Why model an agent as a graph?

A naive agent loop ("LLM picks a tool, runs it, repeats until done") works in demos and then fails unpredictably: it loops forever, loses context, can't recover from a tool error, and can't be paused for human approval. LangGraph represents the agent as an explicit state graph — nodes (units of work), edges (transitions, including conditional ones), and a typed shared state that persists across steps. That structure gives you the three things production needs: control (you decide the allowed transitions), durability (state can be checkpointed and resumed), and observability (you can see exactly where a run is).

A reference architecture (hub-and-spoke)

A reliable pattern for non-trivial agents:

        ┌────────────┐
        │   PLAN     │  decompose the task, decide next step
        └─────┬──────┘
              ▼
   ┌──────────────────────┐     conditional edges
   │  ACT / RETRIEVE node  │ ───► call tools, query data, sub-agents
   └─────────┬────────────┘
              ▼
        ┌────────────┐
        │  VERIFY    │  check the result; grounded? complete? safe?
        └─────┬──────┘
        pass ▼   ▼ fail → loop back to PLAN/ACT (bounded retries)
        ┌────────────┐
        │  RESPOND   │  final answer + citations + structured output
        └────────────┘

Specialized sub-agents (research, drafting, validation) hang off the ACT node as "spokes," each with a narrow job. A supervisor/router node decides which spoke to invoke. This keeps each component simple and testable.

The seven things that make it production-grade

  1. Typed state. Define the shared state explicitly (e.g., a typed schema). Every node reads/writes known fields — no implicit prompt-stuffing. This is what makes runs debuggable.
  2. Tools with real error handling. Each tool call can fail (timeout, bad input, API error). Catch, classify, and route failures to a recovery path — don't let one failed call crash the run or silently corrupt state.
  3. Bounded loops. Always cap retries/iterations. Unbounded "keep trying" is how agents burn tokens and hang. Add a max-step budget and a graceful exit.
  4. Verification node. Before responding, check: is every claim grounded in retrieved data? Is the output complete and well-formed? Does it pass safety/business rules? Loop back on failure (bounded).
  5. Human-in-the-loop checkpoints. For high-stakes actions (sending an email, moving money, publishing), pause at a checkpoint and require approval. LangGraph's persistence makes pause/resume first-class.
  6. Guardrails. Validate inputs and outputs (schemas, allow-lists, PII checks). Constrain what tools the agent may call in each state.
  7. Evals + observability. Maintain a test set of representative tasks and measure success rate, tool-call accuracy, and cost per run on every change. Trace every run. Without this you can't safely change a prompt.
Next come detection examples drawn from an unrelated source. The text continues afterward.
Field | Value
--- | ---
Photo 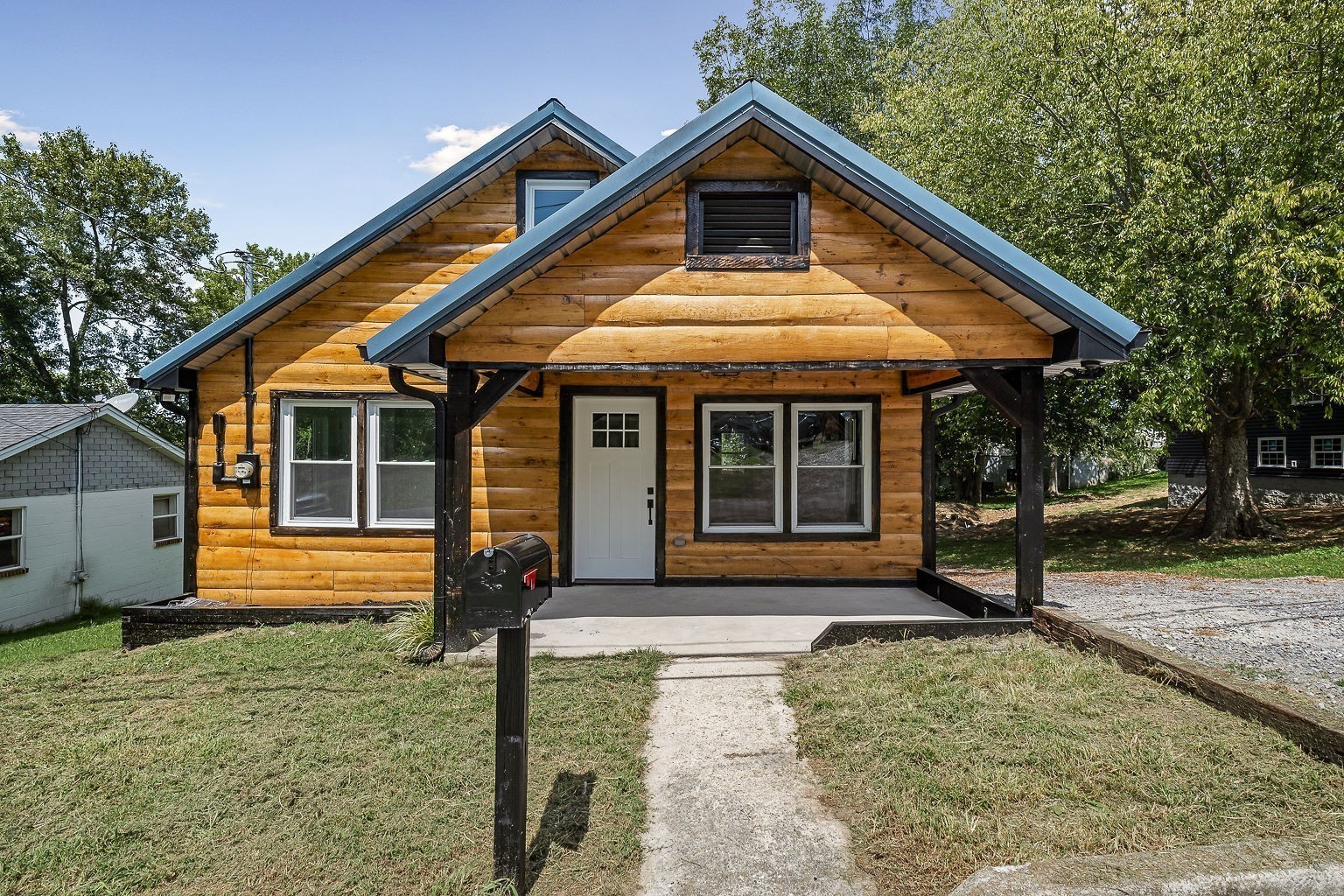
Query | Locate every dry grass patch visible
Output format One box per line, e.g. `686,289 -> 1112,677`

787,634 -> 1344,894
0,623 -> 660,896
The mistake that sinks most agent projects

Teams optimize the demo (the happy path) and ship. Then real inputs arrive — ambiguous requests, flaky APIs, edge cases — and the success rate that looked like 95% in the demo is 60% in production. Industry analyses repeatedly find the majority of agent projects never reach production, and the gap is almost never the model — it's the reliability engineering above (verification, error handling, bounded loops, evals). Build those from day one, not after the first outage.
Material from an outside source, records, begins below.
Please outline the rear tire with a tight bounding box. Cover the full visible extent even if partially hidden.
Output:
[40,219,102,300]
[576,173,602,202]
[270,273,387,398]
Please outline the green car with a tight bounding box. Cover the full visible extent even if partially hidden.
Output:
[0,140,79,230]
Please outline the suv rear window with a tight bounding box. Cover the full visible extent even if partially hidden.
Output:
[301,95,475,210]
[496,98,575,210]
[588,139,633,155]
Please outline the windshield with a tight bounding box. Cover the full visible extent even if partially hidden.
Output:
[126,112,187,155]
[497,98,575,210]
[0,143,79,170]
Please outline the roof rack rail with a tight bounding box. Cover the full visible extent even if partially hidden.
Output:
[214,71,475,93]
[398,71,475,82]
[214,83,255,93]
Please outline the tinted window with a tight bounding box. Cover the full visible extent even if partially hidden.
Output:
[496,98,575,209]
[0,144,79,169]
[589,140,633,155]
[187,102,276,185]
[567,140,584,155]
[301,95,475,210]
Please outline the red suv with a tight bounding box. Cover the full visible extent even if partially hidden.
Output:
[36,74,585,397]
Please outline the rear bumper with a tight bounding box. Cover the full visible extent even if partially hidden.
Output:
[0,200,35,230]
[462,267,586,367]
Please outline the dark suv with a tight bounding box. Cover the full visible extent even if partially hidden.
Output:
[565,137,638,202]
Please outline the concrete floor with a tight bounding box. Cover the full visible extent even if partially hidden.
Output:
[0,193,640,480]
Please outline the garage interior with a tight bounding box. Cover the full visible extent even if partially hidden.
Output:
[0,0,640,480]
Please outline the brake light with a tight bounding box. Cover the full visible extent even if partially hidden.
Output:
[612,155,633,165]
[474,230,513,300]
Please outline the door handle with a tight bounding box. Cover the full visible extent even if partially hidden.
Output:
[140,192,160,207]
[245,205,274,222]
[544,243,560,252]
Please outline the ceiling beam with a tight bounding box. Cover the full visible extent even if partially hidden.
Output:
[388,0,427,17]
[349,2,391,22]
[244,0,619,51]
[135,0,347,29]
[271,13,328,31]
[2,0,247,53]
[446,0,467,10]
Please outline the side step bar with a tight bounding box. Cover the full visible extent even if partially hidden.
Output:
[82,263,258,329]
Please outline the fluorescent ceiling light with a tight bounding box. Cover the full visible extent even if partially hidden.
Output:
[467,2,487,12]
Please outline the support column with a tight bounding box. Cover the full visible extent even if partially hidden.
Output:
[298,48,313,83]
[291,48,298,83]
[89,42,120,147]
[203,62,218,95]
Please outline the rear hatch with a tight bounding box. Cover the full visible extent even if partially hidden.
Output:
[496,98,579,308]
When to use LangGraph vs. a simpler approach

  • Single prompt + a couple of tools, low stakes? A simple agent or even a plain function-calling loop is fine — don't over-engineer.
  • Multi-step reasoning, multiple tools, needs reliability, human approvals, or multiple cooperating agents? Use a state-graph framework like LangGraph. The structure pays for itself the moment you need to debug, resume, or guarantee a step.